Auf einem Poster werden die wichtigsten Erkenntnis-se leicht verständlich und visuell ansprechend zu-sammengefasst.
Zielsetzung
Den Studierenden wird die Wichtigkeit der Analyse von Kleinstinteraktionen für einen erfolgreichen Designprozess nähergebracht. Gleichzeitig werden zur visuell klaren Aufbereitung des Posters die parallel erlernten, visuellen Gestaltungsgrundlagen angewandt.
Prof. Marc Guntow, Prof. David Oswald, Selina Dick, Prof. Michael Schuster
Handgelenk-Blutdruckmessgerät
Im Rahmen des Interaction-Mapping-Projekts wurde die Erstnutzung eines Handgelenk-Blutdruckmessgeräts analysiert. Die Bedienung wurde videografisch dokumentiert und anschließend einer systematischen Auswertung unterzogen, wobei sowohl die einzelnen Handlungsschritte als auch die kognitiven Prozesse und emotionalen Reaktionen der Userin erfasst wurden.
Das Ziel der Untersuchung bestand darin, den Bedienprozess in seiner Gesamtheit zu rekonstruieren und dabei besonders aufschlussreiche Momente zu identifizieren und differenziert darzustellen.

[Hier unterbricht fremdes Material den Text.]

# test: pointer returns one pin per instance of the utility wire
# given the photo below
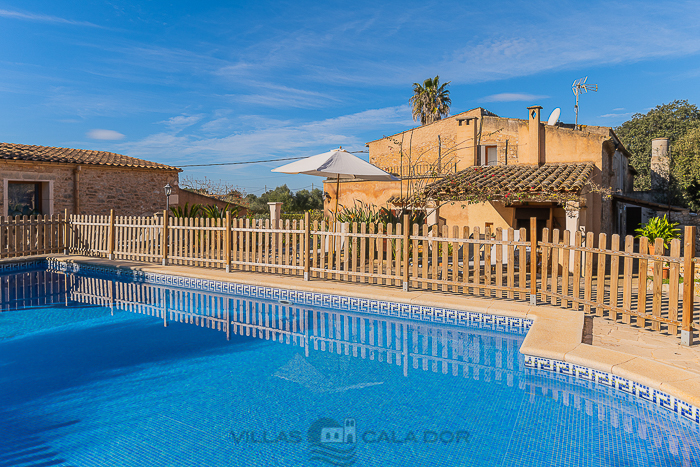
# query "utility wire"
(257, 162)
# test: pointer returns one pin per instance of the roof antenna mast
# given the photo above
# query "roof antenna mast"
(579, 87)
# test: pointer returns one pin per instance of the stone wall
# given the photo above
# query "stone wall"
(129, 191)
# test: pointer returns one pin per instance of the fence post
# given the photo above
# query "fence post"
(65, 232)
(688, 284)
(533, 261)
(227, 242)
(110, 236)
(307, 242)
(164, 240)
(405, 251)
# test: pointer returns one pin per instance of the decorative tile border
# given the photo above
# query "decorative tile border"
(659, 398)
(339, 302)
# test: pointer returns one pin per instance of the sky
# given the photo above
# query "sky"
(183, 82)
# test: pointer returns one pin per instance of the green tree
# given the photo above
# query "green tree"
(685, 170)
(672, 121)
(431, 100)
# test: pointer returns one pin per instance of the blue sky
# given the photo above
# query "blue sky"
(182, 82)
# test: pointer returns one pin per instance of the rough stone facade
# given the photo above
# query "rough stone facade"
(130, 191)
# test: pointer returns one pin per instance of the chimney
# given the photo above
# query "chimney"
(535, 140)
(659, 164)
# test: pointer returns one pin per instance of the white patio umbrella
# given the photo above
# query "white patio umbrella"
(336, 163)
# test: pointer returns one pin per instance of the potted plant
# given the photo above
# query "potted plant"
(659, 227)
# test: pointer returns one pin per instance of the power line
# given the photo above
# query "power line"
(257, 162)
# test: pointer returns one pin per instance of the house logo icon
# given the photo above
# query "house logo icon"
(333, 443)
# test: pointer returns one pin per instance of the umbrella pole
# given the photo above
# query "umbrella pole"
(337, 195)
(336, 246)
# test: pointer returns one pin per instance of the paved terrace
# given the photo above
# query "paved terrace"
(650, 358)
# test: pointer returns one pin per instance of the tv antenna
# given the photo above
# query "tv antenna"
(579, 87)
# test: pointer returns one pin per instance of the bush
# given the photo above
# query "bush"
(659, 227)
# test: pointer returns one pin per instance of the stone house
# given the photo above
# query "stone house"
(48, 180)
(521, 152)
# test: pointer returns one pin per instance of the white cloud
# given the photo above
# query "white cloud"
(108, 135)
(615, 115)
(182, 121)
(269, 139)
(512, 97)
(44, 18)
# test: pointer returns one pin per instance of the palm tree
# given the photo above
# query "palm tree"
(431, 101)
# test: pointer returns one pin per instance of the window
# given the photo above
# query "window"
(27, 198)
(23, 199)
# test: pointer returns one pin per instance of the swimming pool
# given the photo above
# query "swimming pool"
(99, 370)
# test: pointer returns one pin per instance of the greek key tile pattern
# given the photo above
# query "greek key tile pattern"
(339, 302)
(627, 386)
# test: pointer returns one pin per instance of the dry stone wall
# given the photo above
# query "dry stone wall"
(129, 191)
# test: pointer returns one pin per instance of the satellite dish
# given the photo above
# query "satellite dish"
(554, 116)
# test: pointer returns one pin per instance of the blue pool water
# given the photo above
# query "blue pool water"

Die daraus resultierende visuelle Analyse ermöglicht Rückschlüsse auf die Intuitivität und Verständlichkeit des Produkts sowie auf die Interaktionsmomente, die für die Nutzungserfahrung von besonderer Relevanz sind.
Analyse
Zunächst wurde der per Video festgehaltene First Use analysiert. Hierzu wurde die Interaktion in einzelne Abschnitte unterteilt und auf verschiedene Parameter untersucht. Einerseits wurde die Platzierung des Geräts während der Nutzung erfasst. Ebenso wurde die Anzeige des Displays analysiert, welche Bedienelemente gedrückt wurden und welches Feedback das Gerät lieferte. Darüber hinaus wurde erfasst, wie die Userin während der Bedienung handelte, welche Aussagen sie dabei tätigte und wie sie sich fühlte.
Darstellung
Die Analyseergebnisse wurden in einem strukturierten Rasterlayout aufbereitet. Dieses gliedert den Nutzungsprozess in seine einzelnen Phasen und dokumentiert die unmittelbare Interaktion zwischen Nutzerin und Gerät präzise. Dabei wird zwischen der tatsächlich beobachteten Bedienung und der vom Produkt intendierten Nutzung unterschieden, wodurch Abweichungen, Missverständnisse und Unklarheiten sichtbar gemacht werden. Eine integrierte Skala zur emotionalen Verfassung macht Veränderungen im Erleben der Nutzerin über den gesamten Ablauf hinweg sichtbar. Ergänzend zur Handlungsabfolge enthält das Poster eine Produkt- und Aufgabenbeschreibung, die den notwendigen Kontext herstellt, sowie eine abschließende Reflexion der gewonnenen Erkenntnisse. Die zentralen Momente im Prozess wurden grün hervorgehoben.